Feature/add_bias_terms_to_als #310

howtodowtle · 2019-12-19T19:49:25Z

Added optional user and item bias terms to als.py as suggested by ita9naiwa in issue #176 and already implemented in LMF. Set use_bias=True to train with bias terms (not implemented for GPU yet).

default value: False

... so that second-to-last element in self.item_factors becomes a learned item bias term

... so that last element in self.user_factors becomes a learned user bias term

Training with bias terms not implemented for GPU yet.

dselivanov · 2019-12-27T16:58:31Z

This is far from being the same as LMF. Just setting to 1 part of latent factors doesn't do anything useful.

benfred · 2020-01-02T00:43:49Z

I'm also not sure that this is doing the right thing here - just setting to 1 after each iteration isn't quite right afaict (like we shouldn't have to set back to 1 after each iteration because the least squares regression at each iteration shouldn't have changed the value - the fact that its changing means that the coefficients on the other parameters aren't totally correct).

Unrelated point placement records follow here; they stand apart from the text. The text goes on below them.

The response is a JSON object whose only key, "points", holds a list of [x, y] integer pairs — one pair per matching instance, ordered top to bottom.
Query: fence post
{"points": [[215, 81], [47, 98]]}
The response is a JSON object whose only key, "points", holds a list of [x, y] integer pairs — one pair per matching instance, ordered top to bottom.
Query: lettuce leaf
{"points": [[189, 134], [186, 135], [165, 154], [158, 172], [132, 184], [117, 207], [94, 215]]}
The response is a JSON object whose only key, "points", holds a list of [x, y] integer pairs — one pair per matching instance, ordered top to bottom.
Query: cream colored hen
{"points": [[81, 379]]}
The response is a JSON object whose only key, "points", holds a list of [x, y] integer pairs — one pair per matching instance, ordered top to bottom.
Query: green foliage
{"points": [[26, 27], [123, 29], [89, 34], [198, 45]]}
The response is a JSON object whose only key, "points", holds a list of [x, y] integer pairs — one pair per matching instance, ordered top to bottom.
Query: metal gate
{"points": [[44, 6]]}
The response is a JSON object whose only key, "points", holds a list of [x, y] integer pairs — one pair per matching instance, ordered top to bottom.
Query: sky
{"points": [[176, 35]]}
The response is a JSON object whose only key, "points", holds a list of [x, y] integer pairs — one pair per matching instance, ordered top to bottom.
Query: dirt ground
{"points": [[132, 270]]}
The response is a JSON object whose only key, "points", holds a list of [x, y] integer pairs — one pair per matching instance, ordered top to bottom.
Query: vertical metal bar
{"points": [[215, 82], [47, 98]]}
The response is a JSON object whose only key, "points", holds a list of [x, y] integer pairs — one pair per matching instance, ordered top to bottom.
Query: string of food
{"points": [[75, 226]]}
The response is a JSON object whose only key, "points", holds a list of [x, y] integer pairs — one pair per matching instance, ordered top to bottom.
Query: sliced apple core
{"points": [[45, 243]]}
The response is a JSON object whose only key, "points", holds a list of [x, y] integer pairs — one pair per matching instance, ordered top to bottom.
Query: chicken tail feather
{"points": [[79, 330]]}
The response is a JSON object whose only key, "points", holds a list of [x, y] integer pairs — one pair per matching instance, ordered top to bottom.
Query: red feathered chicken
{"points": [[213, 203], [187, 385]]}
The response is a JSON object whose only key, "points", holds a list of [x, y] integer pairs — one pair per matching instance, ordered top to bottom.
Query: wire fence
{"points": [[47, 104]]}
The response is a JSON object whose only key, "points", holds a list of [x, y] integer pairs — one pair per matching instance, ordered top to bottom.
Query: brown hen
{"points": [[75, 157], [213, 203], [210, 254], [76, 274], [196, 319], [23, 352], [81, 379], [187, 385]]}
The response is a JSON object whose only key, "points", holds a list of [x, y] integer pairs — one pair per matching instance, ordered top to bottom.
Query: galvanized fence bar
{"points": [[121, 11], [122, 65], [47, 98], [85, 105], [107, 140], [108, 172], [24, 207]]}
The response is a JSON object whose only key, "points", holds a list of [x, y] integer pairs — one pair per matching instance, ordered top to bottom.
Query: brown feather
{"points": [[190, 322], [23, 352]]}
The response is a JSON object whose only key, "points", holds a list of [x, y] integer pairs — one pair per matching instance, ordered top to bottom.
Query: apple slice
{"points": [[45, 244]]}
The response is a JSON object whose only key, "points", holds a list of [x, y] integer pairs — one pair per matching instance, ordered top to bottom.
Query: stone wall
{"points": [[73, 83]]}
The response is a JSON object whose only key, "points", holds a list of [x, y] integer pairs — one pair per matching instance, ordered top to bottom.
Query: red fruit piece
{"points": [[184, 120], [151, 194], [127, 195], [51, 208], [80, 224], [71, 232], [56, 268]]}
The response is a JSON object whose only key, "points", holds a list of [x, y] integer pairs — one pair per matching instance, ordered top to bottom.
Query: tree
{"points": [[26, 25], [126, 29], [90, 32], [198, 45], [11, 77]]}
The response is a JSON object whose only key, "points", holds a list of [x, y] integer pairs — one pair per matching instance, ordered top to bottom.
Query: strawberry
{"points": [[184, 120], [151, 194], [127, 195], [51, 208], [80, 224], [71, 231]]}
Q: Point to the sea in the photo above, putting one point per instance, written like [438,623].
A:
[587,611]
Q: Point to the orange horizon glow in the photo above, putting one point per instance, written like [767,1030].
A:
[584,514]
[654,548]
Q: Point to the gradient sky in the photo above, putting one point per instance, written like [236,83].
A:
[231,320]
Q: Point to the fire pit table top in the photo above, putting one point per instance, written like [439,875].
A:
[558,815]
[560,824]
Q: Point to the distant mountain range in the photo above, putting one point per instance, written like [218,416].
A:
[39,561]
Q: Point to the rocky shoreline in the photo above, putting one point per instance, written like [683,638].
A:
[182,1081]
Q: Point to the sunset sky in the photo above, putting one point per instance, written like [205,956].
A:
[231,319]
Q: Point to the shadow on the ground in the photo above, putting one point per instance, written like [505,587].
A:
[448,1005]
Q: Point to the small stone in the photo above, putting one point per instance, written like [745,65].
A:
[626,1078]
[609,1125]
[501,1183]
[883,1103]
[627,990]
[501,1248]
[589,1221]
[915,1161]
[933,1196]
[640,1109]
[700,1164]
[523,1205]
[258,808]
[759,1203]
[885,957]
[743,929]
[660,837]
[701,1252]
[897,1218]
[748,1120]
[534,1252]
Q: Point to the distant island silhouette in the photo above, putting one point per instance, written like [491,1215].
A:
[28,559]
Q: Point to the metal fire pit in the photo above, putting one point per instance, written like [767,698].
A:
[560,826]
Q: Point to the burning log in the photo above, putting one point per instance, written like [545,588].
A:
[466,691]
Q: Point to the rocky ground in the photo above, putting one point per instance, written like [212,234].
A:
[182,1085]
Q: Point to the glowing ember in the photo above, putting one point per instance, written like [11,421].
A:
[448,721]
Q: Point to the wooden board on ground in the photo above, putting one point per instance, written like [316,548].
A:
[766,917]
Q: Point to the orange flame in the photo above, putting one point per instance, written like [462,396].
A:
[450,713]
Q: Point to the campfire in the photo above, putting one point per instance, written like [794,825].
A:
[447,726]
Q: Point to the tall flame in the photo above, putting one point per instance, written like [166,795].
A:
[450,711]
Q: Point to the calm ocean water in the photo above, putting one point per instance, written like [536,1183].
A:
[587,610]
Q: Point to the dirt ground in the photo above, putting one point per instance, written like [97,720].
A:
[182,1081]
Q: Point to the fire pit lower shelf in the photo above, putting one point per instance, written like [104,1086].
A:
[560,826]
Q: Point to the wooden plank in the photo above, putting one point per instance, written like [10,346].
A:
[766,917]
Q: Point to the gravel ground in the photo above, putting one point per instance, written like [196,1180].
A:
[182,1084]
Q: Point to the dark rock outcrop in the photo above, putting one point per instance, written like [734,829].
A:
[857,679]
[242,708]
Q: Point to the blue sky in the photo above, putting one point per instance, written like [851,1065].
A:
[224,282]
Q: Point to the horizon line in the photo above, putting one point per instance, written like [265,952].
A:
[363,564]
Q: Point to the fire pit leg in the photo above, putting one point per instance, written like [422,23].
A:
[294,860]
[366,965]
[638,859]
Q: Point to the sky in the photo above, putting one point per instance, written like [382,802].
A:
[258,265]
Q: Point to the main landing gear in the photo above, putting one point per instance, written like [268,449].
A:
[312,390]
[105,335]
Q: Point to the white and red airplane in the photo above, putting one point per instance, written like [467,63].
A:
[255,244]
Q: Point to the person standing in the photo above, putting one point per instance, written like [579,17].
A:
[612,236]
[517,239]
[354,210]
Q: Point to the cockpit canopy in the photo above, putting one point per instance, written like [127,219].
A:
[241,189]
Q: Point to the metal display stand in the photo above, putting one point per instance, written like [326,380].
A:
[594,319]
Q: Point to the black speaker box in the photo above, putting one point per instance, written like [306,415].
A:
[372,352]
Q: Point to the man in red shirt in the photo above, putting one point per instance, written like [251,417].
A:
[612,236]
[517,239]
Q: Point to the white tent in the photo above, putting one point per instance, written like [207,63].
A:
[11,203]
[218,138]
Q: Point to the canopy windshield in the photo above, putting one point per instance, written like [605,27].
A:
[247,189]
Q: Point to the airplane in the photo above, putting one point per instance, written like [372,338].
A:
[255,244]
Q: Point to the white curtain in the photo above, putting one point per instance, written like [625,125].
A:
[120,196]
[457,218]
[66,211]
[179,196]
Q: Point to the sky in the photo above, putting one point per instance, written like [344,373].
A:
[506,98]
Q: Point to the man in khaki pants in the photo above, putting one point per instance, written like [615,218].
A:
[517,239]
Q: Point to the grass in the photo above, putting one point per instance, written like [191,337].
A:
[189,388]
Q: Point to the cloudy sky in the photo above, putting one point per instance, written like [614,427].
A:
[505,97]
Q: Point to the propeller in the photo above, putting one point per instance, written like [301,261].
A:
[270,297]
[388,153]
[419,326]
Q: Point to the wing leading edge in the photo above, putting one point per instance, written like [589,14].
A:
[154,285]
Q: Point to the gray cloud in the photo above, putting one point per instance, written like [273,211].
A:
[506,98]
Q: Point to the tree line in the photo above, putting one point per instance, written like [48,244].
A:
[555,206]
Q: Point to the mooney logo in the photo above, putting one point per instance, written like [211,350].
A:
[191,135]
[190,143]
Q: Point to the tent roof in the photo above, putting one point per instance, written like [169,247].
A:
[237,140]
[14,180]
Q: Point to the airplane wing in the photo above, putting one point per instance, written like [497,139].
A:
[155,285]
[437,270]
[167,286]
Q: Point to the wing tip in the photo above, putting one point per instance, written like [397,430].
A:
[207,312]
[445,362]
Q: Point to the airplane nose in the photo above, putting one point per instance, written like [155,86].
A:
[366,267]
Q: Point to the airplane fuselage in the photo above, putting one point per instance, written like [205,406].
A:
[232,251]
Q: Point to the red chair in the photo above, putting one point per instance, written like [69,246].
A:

ita9naiwa · 2020-01-16T04:35:22Z

Sorry for the late response
setting the last element of user/item factors to be 1.0 will work with setting the last/last-1 vector of user/item vectors to be 1.0 in the first place like in

implicit/implicit/lmf.pyx

Lines 143 to 152 in fbed621

    
           if self.item_factors is None: 
        
               self.item_factors = np.random.normal(size=(items, self.factors + 2)).astype(np.float32) 
        
               self.item_factors[:, -1] = 1.0 
        
               # set factors to all zeros for items without any ratings 
        
               self.item_factors[item_counts == 0] = np.zeros(self.factors + 2) 
        
           if self.user_factors is None: 
        
               self.user_factors = np.random.normal(size=(users, self.factors + 2)).astype(np.float32) 
        
               self.user_factors[:, -2] = 1.0

.

it's actually the same representation with ALS with bias. (I'm not definitely sure)
and, I think that adding bias term to the ALS model will not give performance improvements.

SavanGowda

Hi @ita9naiwa

Thank you very much for this implementation of ALS with bias. I have a doubt -
In the change done, shouldn't we add the bias to the factors (self.factors+2) as done in LMF?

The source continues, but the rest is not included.